Siapa Budayawan Ishak Ngeljaratan?

Penulis: Thamzil Thahir
Editor: Suryana Anas
AA

Text Sizes

Medium

Large

Larger

Thamzil Thahir dan Ishak Ngeljaratan (kanan)

Ishak juga banyak dikenal di fakultas lain, karena saat itu dia mengajarkan mata kuliah dasar; filsafat, ilmu budaya, dan logika.

Ishak menikahi salah satu dosen sastra Indonesia, Dra Nannu Nur (78). 

Kini, menjelang usia 83 tahun, Ishak sudah menjadi kakek buyut dari empat cicit, kakek dari 9 cucu, dan ayah dari 4 anak. 

“Kakek yang punya cucu banyak, tapi jadi kakek yang punya cicit, saya merasa sangat beruntung masih bisa bermain dengan mereka,” ujar Ishak kepada Tribun, Senin (14/5/2018).

Ishak kerap menceritakan anaknya yang kini masih kuliah teknik dan kerja di Amerika Serikat.

ishak juga senang musik dan bermain drama. Bersama mendiang sstrawan M Husni Jamaluddin, Rahman Arge, Arsal Alhabsy, Ishak pernah lama mengelola Dewan Kesenian Makassar (DKM).

Ishak kerap mementaskan drama dan salah satu pembuat arragement musik Mars Unhas.

Meski kerap mengutip pesan-pesan ilahi dari banyak kitab suci, Ishak sendiri menggambarkan agama sebagai anugerah transendental dari langit yang turun ke manusia secara personal, bukan komunal. 

Di mata Ishak, agama itu semacam hidayah individu yang diajarkan ke banyak umat untuk membentuk peradaban.

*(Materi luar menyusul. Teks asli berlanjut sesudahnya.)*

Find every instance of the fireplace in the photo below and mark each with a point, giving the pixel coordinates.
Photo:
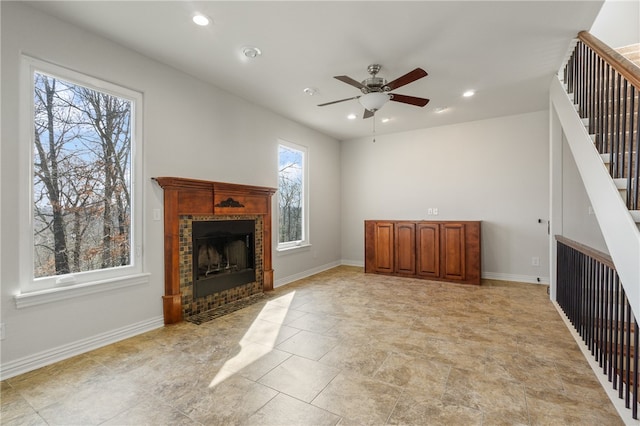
(187, 202)
(224, 255)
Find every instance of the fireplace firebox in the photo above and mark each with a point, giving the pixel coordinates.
(223, 255)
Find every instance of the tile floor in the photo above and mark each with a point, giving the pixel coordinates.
(341, 347)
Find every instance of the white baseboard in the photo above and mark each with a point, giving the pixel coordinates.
(304, 274)
(485, 275)
(348, 262)
(50, 356)
(517, 278)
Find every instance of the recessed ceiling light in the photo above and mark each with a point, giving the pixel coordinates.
(200, 19)
(251, 52)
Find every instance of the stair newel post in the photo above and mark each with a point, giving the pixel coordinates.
(635, 370)
(636, 176)
(627, 355)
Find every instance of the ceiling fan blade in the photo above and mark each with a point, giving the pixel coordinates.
(409, 77)
(341, 100)
(349, 80)
(412, 100)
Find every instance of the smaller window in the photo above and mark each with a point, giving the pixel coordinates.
(292, 195)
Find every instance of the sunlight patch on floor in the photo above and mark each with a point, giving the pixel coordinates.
(259, 339)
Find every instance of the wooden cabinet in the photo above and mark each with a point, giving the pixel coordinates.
(446, 250)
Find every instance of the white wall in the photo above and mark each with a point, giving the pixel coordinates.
(492, 170)
(579, 222)
(191, 129)
(618, 23)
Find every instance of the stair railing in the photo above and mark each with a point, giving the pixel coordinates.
(605, 86)
(592, 297)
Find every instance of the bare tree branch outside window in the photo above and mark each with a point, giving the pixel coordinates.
(290, 194)
(81, 178)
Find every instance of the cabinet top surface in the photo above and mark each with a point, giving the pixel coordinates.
(422, 221)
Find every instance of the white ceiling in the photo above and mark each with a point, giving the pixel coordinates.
(505, 50)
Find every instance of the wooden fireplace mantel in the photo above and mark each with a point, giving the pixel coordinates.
(198, 197)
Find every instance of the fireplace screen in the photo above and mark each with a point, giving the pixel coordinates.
(224, 255)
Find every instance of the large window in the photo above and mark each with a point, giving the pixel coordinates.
(83, 177)
(292, 193)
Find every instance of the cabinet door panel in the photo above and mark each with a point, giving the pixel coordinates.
(406, 248)
(384, 247)
(428, 253)
(453, 242)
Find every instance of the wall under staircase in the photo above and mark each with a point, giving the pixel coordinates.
(619, 229)
(600, 294)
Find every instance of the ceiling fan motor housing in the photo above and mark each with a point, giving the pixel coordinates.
(375, 84)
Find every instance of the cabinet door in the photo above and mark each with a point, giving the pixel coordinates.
(383, 240)
(453, 251)
(428, 250)
(405, 246)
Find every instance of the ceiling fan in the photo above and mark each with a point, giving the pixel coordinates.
(376, 90)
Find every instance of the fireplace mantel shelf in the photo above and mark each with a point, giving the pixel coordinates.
(184, 196)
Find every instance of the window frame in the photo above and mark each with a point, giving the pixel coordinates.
(103, 279)
(305, 241)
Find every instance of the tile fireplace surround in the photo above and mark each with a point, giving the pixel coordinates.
(188, 200)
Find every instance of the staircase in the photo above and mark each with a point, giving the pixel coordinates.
(596, 101)
(631, 52)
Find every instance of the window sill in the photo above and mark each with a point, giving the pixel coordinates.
(41, 297)
(293, 249)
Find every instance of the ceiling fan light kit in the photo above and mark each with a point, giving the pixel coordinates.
(251, 52)
(374, 101)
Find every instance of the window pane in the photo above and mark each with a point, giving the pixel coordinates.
(290, 194)
(81, 178)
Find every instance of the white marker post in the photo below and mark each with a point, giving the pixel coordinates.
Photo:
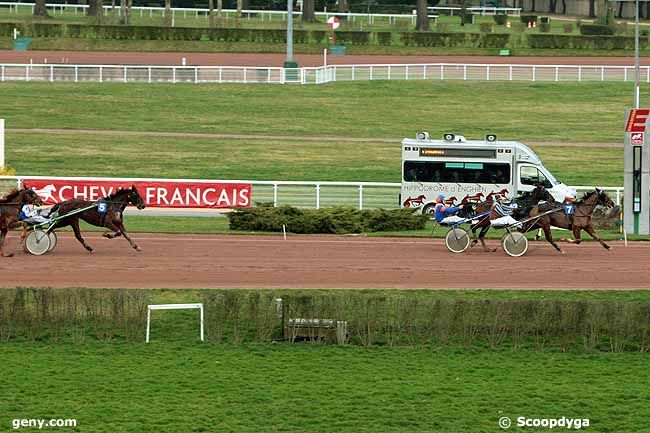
(2, 143)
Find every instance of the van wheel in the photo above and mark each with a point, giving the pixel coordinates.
(430, 208)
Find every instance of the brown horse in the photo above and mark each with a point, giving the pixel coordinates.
(111, 217)
(524, 203)
(584, 208)
(10, 206)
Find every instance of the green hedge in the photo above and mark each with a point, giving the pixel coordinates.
(336, 220)
(240, 316)
(596, 30)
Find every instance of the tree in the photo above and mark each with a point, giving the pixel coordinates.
(423, 16)
(308, 11)
(168, 12)
(39, 9)
(95, 8)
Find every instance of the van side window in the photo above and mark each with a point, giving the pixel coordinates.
(532, 176)
(457, 172)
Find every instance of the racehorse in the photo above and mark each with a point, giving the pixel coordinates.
(524, 202)
(584, 208)
(112, 217)
(10, 207)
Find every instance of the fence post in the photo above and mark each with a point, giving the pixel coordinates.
(275, 195)
(360, 197)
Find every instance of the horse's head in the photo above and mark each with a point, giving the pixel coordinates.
(603, 199)
(29, 196)
(135, 198)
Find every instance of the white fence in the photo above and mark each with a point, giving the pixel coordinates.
(318, 75)
(202, 13)
(313, 194)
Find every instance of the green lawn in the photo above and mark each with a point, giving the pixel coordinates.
(172, 385)
(262, 159)
(569, 112)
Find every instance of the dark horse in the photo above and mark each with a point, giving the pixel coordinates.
(10, 207)
(584, 208)
(111, 219)
(524, 202)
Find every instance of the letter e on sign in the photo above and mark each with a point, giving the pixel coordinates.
(637, 120)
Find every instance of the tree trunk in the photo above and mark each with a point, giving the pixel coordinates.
(39, 9)
(308, 11)
(422, 23)
(95, 8)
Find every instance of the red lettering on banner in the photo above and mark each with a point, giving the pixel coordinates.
(155, 194)
(636, 121)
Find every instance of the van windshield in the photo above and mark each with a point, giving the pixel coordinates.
(457, 172)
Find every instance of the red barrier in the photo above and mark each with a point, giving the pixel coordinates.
(155, 194)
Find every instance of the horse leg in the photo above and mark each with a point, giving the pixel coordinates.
(481, 237)
(77, 234)
(589, 229)
(118, 226)
(3, 235)
(549, 237)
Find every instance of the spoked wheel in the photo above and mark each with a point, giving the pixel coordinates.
(37, 242)
(53, 241)
(457, 240)
(515, 244)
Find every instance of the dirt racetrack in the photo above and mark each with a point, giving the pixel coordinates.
(201, 261)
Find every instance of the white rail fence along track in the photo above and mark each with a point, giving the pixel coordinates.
(304, 194)
(315, 75)
(202, 13)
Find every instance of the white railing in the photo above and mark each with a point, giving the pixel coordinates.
(305, 194)
(317, 75)
(473, 72)
(202, 13)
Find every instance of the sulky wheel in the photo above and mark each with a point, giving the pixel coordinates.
(53, 241)
(37, 242)
(457, 240)
(514, 244)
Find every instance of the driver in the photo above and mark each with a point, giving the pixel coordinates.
(29, 215)
(445, 214)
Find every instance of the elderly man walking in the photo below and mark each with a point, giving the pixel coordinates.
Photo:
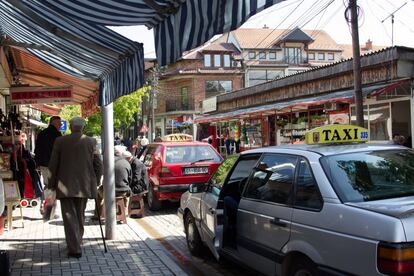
(73, 177)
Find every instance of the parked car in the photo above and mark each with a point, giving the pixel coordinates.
(336, 209)
(175, 164)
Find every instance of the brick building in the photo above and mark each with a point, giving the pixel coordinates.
(201, 73)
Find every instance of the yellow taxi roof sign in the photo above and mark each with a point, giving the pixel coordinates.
(331, 134)
(177, 137)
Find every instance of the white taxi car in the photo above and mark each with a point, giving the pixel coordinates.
(332, 206)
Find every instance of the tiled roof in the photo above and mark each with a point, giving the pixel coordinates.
(212, 47)
(347, 50)
(266, 38)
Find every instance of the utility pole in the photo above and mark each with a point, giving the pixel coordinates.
(359, 108)
(392, 22)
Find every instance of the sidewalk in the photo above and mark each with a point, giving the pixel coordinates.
(40, 249)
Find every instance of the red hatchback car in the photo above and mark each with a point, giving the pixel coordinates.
(173, 166)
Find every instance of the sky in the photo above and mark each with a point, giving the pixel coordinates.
(321, 14)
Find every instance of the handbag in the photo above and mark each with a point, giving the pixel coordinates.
(49, 203)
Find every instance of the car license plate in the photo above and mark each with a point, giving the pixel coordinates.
(196, 170)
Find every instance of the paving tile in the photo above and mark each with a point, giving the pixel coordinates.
(40, 249)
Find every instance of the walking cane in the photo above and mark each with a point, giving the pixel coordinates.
(100, 224)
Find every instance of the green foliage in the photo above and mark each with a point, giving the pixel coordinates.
(124, 110)
(127, 106)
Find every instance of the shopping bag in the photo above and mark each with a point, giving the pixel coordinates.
(49, 204)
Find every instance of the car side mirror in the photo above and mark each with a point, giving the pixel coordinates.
(197, 188)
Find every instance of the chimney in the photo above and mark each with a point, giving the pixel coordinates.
(368, 45)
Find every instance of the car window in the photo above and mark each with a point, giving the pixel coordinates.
(373, 175)
(218, 177)
(148, 156)
(189, 154)
(307, 193)
(272, 179)
(238, 177)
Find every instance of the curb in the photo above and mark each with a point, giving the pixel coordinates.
(156, 247)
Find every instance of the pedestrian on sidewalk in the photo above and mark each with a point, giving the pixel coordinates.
(139, 180)
(123, 175)
(43, 150)
(73, 177)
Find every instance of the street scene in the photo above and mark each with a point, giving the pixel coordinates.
(206, 137)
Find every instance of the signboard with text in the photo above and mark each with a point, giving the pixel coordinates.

Ishak memang langganan banyak organisasi kader berbasis agama. HMI, PMKRI, GMNI, GMKI, PMII, IMM, Pemuda Ansor, dan ormas keagamaan kerap mengundangnya jadi pembicara toleransi.

Namun, anomalinyam dia sendiri tak sepakat dengan penggunaan istilah toleran. “Kamu catat ini. Saya sejak dulu tidak setuju dengan istilah toleransi beragama. Yang cocok itu adalah akseptansi, saling menerima agama orang lain dengan azas harmoni dan cinta. Toleransi itu kebersamaan, sedangkan akseptansi adalah kebersesamaan. Di toleransi identitas saya melebur menjadi kami. Sedangkan di akseptansi, identitas saya tetap ada dan diterima oleh orang lain. Itulah esensi Bhineka Tunggal Ika,” ujarnya kepada Tribun, sesaat sebelum naik petepete sepulang mengajar di Sekolah Tinggi Teologia (STT) INTIM di Jl Baji Dakka, selatan Makassar, Jumat (11/5/2018).

Empat dekade sudah Ishak mengajar di STT Intim. 

Dia mengaku menikmatinya, meski mahasiswa yang ikut kuliahnya tiga orang belaka.

"tadi yang harusnya ikut kuliah Filsafat dan Logika empat, tapi satu orang sakit. Tapi Pak Ishak tetap semangat dan seperti dulu," ujar Lenny (21), mahasiswa semester VI Fakultas Pendidikan Agama Kristen STT INTIM kepada Tribun, Jumat sore, satu jam setelah Ishak meninggalkan ruang kelasnya.

Pengakuan serupa juga dikemukakan Hamzah Epikorus Asakameng.

Mahasiwa S2 STT Intim ini mengaku sudah diajar Ishak sejak tahun 2012, kala dia baru kuliah di fakuktas teoligia.

"Mungkin beliau ini dosen paling senior di sini. Rektor, dosen di STT Intim, hampir semua dulunya mahasiswanya. 

Beliau juga pembimbing skripsi saya," ujar Hamzah, calon pastor dari NTT itu.

Hamzah menulis skripsi berjudul; Kerukunan Umat Beragama; Studi kasus islam dan kristen di Pulau Alor, Kabupaten Alor NTT.

"Prof Ishak paham dan tahu betul hampir semua teori dan kasus kasus kerukunan beragama," ujar Hamzah yang kagum dengan kedisiplinan dan kesederhanan Ishak Ngeljaratan.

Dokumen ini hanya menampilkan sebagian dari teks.